Stefan Zweig está de moda. Desde que leí sus Momentos estelares, Acantilado ha seguido publicando sus relatos. Quizá por su reducido tamaño, uno puede encontrarlos en los mostradores de cualquier librería como aparecen las pilas en las cajas de los supermercados, para ver si en el último momento nos animamos con una obrita cortita de títulos tan sugerentes y ediciones tan cuidadas. Yo mismo tengo aún dos por leerme aunque éste de Méndel fue una recomendación de la librera.
Es tan cortito que apenas da para nada, tal vez debiera estar recogido en un volumen de relatos para contextualizarlo mejor.
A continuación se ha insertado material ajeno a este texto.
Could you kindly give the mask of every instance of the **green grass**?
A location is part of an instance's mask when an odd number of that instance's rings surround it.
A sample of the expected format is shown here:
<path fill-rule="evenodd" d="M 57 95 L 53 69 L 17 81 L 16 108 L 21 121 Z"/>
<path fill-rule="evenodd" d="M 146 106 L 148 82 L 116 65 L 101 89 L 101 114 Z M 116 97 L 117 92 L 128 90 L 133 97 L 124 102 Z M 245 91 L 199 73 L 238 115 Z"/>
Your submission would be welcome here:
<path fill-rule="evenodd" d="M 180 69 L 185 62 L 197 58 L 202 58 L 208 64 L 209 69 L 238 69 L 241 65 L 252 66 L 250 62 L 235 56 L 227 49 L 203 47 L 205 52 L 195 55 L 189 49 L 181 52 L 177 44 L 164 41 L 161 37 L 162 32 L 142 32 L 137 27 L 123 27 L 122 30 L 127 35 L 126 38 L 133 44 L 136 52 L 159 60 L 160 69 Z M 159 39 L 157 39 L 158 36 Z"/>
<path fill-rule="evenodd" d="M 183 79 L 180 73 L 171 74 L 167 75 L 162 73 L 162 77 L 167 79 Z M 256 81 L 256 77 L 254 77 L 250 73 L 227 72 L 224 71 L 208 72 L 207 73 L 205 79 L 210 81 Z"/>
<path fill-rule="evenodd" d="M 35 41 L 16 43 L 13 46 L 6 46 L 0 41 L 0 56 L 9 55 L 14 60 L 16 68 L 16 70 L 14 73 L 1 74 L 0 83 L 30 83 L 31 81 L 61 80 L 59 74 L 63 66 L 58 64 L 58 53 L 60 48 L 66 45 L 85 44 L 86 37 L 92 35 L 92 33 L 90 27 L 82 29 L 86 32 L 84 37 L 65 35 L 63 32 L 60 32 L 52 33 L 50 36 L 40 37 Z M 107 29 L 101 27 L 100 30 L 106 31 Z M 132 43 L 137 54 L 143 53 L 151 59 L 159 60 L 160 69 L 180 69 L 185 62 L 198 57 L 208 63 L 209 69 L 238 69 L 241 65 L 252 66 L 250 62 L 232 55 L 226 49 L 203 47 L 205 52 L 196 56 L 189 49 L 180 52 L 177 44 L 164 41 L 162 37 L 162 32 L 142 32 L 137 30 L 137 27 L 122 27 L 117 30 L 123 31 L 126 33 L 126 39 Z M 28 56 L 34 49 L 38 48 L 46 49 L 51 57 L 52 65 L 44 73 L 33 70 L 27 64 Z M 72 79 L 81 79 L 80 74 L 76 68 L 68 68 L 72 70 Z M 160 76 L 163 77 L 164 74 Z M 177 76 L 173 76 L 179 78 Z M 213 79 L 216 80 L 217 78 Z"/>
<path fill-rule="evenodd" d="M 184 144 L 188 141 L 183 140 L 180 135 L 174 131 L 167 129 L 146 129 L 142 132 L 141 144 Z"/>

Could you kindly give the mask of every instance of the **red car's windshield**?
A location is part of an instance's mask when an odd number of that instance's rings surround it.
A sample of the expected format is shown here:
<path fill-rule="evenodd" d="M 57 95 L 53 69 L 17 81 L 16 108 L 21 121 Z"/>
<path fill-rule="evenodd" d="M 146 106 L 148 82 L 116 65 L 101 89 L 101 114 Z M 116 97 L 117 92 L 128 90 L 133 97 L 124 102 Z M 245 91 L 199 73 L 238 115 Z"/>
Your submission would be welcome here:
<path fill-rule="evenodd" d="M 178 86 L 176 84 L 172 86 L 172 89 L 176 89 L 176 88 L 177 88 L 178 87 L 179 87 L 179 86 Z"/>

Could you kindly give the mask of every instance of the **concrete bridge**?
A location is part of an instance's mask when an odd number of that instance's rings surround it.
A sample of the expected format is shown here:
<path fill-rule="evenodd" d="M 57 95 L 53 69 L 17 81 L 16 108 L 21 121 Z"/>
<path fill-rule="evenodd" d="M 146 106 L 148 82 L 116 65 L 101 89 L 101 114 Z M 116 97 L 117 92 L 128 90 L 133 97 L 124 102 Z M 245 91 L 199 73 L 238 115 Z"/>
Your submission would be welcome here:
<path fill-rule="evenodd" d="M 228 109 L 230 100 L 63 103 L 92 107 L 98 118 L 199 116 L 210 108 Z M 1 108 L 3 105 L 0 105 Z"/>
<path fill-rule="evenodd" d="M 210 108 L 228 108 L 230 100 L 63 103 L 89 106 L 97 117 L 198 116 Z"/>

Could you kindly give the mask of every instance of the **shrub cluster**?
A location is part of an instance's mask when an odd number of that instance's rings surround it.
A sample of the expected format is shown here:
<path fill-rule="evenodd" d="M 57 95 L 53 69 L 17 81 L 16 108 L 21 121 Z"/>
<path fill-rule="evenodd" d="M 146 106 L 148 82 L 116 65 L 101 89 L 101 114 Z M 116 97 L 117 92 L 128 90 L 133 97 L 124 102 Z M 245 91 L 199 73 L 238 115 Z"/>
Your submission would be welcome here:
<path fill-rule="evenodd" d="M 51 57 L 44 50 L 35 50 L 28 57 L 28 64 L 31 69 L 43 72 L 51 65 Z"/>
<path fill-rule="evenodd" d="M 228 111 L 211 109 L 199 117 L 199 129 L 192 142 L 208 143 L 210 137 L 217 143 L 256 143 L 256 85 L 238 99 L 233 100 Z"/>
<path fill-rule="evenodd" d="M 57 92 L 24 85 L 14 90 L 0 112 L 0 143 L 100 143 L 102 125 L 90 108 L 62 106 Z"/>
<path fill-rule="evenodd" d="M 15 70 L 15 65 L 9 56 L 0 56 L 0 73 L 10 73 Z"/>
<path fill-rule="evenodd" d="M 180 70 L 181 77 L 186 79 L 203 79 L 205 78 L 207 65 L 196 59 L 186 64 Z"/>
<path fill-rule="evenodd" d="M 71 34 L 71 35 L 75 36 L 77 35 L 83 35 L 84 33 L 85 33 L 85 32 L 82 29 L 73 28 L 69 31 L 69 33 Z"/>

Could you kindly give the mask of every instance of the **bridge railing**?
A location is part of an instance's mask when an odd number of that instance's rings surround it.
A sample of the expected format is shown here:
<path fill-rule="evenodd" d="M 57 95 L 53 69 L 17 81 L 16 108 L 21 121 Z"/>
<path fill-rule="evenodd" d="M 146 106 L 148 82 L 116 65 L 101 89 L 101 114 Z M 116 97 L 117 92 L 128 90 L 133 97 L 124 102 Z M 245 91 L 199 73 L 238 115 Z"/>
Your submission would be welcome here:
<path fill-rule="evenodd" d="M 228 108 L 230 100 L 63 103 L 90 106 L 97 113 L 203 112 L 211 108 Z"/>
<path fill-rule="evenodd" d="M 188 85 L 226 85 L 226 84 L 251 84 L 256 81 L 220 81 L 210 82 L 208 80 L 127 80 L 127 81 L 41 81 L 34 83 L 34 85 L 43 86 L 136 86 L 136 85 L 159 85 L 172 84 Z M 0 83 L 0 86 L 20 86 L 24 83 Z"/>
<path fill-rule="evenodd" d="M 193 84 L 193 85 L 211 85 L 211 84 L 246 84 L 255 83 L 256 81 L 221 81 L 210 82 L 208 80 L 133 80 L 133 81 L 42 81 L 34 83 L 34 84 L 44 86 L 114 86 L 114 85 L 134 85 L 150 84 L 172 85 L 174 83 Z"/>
Sin embargo, no es menos cierto que se lee con ganas desde la primera página. Una primera parte de dejà vu nos presenta a un personaje que bien podría asemejarse al Funes el memorioso de Borges tanto por sí mismo como por cómo se describen, aunque el autor vienés se adelantara en unos años al bonaerense. Los dos presentan unos personajes fascinantes, sobrehumanos por su memoria y que, en el fondo, carecen de pensamiento (Méndel recuerda la ficha de cada libro, incluso su precio, pero no su contenido) aunque difieran en el final de cada uno.